Loads of people came to the funeral; they’d all come down for her birthday party and many people wore their original party outfits as, even though she was gone, they still wanted to celebrate her life. It was a long day, and even though Nan was greatly missed it was good to see everyone again. (I was also touched by all the cards and messages everyone had sent, which makes me realise how I want to send cards more often myself. I haven’t talked to anyone since “the news” and I'll be gentle with reemerging but I’d like to be there for you all more.)
In her will she wished us all (her family) “uncomplicated and interesting lives” and that if she’s learnt just one thing it’s that we have to put our differences aside because we’re all the same really.

My cousin Ella (who is six) proposed to my brother Miles that day (who is seventeen) and says she will marry him when they are both older and he is shorter because that way she’ll be able to kiss him. Hehe. That was certianly interesting but probably not without it's complications. She’d also made me an Easter hat (which was basically a massive egg shape cut out of paper and coloured in with crayons with paper straps sellotaped to it to hold it in place) which she got me to wear on my head as I walked back down the road towards the house in my socks (I’d taken a break because I to rest and collect myself. I forgot my shoes so just walked around the corner and sat on the wall). Strangers gave me strange looks, which I hope would've made Joel proud.

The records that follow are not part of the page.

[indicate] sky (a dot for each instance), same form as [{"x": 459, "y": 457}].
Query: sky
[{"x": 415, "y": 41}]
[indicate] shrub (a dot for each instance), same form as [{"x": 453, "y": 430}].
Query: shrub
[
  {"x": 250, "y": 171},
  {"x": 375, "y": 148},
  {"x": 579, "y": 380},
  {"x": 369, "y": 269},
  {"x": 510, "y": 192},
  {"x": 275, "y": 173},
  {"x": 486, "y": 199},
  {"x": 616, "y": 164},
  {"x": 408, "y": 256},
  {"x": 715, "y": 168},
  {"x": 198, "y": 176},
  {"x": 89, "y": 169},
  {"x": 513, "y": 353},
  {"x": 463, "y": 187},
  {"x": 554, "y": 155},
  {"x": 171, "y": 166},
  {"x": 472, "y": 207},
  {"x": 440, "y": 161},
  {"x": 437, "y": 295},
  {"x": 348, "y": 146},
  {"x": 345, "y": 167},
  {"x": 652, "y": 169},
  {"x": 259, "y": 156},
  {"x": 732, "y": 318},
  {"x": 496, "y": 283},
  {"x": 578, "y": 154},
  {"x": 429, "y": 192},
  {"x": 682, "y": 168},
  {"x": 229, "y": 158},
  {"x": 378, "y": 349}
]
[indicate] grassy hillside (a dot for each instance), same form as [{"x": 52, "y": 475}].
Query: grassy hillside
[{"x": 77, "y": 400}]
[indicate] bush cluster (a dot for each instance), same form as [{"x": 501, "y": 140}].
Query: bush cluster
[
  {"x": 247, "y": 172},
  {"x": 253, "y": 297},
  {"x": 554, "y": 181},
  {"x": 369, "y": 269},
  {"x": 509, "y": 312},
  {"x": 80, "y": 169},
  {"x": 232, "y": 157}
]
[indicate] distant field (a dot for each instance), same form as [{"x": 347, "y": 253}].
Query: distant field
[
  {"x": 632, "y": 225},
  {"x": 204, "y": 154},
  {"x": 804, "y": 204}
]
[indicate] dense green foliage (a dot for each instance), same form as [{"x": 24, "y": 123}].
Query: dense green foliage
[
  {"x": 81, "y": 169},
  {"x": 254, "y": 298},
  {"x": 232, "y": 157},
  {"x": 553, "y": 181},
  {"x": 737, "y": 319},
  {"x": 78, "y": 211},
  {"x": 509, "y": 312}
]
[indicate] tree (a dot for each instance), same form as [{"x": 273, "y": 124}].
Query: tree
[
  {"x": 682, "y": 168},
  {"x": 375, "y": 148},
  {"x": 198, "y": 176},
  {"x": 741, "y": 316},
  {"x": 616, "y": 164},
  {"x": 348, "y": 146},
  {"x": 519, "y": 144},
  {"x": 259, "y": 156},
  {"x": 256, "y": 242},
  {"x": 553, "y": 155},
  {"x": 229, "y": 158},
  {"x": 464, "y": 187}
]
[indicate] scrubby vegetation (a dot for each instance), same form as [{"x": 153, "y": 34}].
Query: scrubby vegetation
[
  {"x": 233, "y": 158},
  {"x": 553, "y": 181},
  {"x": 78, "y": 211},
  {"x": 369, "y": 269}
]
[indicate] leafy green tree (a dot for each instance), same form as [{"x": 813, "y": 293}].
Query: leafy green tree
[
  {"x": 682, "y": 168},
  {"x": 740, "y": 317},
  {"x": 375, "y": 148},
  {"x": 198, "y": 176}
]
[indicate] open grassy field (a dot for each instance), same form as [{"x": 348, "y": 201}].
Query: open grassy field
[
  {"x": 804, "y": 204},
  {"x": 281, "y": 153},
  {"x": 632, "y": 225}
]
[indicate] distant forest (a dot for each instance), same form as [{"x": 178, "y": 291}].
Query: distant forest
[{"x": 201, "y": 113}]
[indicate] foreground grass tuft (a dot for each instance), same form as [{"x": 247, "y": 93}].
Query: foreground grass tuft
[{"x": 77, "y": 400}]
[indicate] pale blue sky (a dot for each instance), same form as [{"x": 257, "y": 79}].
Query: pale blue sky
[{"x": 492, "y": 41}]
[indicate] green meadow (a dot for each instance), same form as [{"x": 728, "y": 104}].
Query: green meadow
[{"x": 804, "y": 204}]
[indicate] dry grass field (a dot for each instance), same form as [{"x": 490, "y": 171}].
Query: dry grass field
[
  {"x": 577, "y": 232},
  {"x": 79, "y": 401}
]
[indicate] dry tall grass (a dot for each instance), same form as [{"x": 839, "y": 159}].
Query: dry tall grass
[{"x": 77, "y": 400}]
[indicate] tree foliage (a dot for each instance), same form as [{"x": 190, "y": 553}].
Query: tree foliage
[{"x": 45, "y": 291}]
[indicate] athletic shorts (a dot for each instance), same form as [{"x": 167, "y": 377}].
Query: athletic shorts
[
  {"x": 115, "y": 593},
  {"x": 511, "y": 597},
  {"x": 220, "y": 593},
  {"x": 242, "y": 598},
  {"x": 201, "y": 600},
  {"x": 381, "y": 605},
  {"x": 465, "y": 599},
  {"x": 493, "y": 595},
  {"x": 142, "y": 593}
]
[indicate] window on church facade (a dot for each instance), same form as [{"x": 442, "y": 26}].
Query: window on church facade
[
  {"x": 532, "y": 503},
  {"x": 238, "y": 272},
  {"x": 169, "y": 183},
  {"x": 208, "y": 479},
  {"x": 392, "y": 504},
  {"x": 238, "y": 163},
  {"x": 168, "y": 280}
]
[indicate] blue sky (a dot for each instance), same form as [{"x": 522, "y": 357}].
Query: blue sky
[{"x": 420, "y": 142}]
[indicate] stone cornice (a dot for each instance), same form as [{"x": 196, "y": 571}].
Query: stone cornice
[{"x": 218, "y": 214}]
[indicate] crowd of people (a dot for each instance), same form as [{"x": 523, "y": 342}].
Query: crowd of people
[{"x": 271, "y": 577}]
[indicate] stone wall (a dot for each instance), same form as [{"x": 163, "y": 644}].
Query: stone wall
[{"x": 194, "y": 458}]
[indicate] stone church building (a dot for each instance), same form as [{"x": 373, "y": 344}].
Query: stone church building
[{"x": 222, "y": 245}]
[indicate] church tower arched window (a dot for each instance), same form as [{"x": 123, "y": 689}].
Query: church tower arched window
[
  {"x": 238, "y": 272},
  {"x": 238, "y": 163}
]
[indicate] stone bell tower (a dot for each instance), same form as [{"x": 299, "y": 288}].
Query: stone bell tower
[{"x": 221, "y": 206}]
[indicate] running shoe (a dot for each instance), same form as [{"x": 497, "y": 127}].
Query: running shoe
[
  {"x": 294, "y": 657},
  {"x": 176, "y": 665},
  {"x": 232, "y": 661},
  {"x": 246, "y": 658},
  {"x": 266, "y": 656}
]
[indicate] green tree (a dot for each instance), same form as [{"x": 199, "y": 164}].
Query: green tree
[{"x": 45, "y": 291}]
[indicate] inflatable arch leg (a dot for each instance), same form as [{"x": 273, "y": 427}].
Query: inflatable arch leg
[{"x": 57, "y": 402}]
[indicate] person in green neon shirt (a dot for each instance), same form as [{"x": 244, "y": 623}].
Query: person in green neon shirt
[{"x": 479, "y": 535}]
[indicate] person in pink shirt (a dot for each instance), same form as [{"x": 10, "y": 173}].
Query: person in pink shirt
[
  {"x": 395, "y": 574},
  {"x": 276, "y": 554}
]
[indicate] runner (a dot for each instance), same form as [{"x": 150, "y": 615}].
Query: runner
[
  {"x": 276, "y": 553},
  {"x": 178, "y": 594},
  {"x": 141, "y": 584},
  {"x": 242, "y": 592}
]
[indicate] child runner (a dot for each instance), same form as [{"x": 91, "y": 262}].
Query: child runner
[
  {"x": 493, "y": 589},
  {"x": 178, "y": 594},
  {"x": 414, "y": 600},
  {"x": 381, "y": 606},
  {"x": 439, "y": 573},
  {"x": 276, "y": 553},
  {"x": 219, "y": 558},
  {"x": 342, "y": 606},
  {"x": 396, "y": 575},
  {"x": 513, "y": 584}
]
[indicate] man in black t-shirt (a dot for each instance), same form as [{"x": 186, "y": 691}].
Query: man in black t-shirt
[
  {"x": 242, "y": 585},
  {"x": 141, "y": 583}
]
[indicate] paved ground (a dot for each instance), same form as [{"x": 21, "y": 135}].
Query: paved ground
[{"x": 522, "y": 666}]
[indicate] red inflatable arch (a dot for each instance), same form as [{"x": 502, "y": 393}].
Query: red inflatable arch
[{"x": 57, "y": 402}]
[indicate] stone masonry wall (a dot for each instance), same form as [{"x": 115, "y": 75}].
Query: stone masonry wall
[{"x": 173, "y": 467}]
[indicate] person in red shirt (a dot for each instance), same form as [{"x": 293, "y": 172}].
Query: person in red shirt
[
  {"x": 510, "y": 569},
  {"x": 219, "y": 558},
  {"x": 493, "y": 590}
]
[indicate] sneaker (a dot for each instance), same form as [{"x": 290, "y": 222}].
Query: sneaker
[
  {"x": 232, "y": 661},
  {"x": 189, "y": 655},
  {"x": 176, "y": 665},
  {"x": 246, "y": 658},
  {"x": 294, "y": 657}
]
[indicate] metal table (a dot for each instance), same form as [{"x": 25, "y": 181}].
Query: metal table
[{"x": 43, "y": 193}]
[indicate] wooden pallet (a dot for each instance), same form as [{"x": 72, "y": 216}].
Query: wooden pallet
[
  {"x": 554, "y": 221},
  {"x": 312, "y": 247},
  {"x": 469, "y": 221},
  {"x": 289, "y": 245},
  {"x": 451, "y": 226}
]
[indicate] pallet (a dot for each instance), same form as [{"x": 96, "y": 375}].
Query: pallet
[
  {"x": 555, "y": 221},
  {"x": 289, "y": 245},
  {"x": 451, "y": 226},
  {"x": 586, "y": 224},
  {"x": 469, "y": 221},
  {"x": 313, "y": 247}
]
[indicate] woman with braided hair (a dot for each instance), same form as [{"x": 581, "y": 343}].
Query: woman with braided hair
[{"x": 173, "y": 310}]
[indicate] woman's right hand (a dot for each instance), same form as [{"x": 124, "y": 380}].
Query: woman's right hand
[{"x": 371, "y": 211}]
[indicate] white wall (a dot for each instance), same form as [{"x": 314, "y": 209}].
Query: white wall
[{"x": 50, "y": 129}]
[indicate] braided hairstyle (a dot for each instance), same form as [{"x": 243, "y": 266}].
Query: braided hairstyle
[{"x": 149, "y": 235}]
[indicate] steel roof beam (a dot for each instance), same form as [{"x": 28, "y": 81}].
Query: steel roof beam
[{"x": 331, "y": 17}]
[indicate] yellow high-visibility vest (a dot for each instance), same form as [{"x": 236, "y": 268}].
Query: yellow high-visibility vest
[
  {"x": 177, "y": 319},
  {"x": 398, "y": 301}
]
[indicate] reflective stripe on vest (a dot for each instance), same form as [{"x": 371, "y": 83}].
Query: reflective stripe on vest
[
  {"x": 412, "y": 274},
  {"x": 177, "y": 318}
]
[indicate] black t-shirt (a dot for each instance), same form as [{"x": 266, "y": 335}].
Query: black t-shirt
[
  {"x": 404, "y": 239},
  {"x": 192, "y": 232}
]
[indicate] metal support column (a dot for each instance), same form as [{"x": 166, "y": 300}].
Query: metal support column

When we got back home that night dad revealed he'd saved the old photographs for me, but that he might have to bring them back to Nan's house soon to decide with everyone else what to do with them. I was so pleased, and I had her weather book too (I couldn't help noticing she'd written down what the weather was like the day before she was found dead, which scared me a little). I got ready for bed and felt really bad again; empty and weird. I cried quite a lot and when I saw Linda (the therapist) yesterday she only had to ask, “How did the funeral go?” and the tears came.

The first day I got back to my dad's house since her death my dad handed me and Miles two cards. "These came in the post," he said, and everyone looked anxious. The envalopes had Nan's handwriting on them; she must have sent them the day before she died. God I felt so nervous and freaked out about that. I didn't want to open mine because it upset me too much, but I did and found she'd put some money inside for an "Easter egg" (she always used to put that in quotes for some reason). I've no idea what I'll spend it on now.

Thank you again for all your messages, I'll be around again soon but I really appreciate any support.